Thorton’s sequel to The Peril Protocol (2015) brings Dr. Hope Allerd to a Caribbean island where women and children are in grave danger.
As the story opens, a video message from journalist Clive Andrew urges his old flame Hope to come quickly to the (fictional) isle of Mousseux, because he’s “found something. Something horrible….Hope, people will die. Thousands.” She’s an expert in infectious diseases and soon discovers that the vacation destination’s iron-fisted President Andres Dubois has made a deal with a pharmaceutical company to manufacture a vaccine for “Caribbean Fever” that could be lethal to highly vulnerable people. It’s soon discovered that there’s a conspiracy at work that involves powerful Americans as well. The ensuing story, told in short chapters, involves multiple kidnappings, ruthless Serbian mercenaries, an army of child soldiers, and much more.
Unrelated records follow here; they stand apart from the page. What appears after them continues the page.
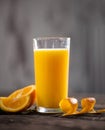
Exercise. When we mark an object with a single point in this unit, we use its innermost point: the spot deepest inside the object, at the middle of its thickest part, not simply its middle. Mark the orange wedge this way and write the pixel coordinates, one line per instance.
(69, 105)
(14, 104)
(20, 99)
(26, 91)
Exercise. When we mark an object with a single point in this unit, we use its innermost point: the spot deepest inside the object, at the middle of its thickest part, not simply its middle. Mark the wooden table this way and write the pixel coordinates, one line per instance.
(36, 121)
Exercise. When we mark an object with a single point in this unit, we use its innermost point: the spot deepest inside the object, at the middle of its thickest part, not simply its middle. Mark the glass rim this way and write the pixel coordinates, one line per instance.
(53, 38)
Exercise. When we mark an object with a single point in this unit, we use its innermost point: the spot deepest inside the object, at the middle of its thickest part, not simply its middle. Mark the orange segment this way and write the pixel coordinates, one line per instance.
(26, 91)
(14, 104)
(87, 105)
(69, 105)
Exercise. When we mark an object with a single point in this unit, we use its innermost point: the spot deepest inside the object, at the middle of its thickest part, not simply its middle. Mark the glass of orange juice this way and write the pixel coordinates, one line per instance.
(51, 67)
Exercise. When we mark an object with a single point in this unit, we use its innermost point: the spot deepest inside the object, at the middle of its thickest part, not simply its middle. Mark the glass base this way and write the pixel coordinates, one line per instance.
(48, 110)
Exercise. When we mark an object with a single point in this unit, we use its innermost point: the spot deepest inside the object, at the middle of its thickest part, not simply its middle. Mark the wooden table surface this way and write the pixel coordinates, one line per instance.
(33, 120)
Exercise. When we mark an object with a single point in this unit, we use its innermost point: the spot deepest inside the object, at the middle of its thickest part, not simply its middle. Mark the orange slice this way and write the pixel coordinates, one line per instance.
(26, 91)
(88, 105)
(69, 105)
(14, 104)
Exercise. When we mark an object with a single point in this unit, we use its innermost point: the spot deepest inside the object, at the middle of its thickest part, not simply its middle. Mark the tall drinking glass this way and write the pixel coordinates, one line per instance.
(51, 66)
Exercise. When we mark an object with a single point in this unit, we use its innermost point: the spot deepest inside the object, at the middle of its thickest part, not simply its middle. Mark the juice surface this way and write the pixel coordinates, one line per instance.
(51, 76)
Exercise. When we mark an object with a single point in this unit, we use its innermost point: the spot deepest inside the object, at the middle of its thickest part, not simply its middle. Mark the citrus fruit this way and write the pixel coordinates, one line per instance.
(20, 99)
(14, 104)
(69, 105)
(25, 91)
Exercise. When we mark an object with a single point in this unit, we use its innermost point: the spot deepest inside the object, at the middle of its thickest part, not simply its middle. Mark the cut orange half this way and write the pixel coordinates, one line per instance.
(14, 104)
Near-death cliffhangers happen with such frequency that it occasionally strains credulity, but it doesn’t stop Hope from grappling with her romantic relationship and Clive’s seeming lack of commitment; at one point, for instance, she’s angry that he “didn’t run after her, spin her around and sweep her into his arms declaring how he could never live another minute without her.” Sometimes, the physician author’s detailed medical knowledge slightly slows the action, as when the heroic doctor is on a grisly battlefield on which a boy is “snatched from sure death by the miracle of a needle stab between his second and third ribs to relieve a pneumothorax.” Nonetheless, this is a novel that will make for a fine beach read.
A twisty, escapist thriller set on a seemingly heavenly but deadly isle.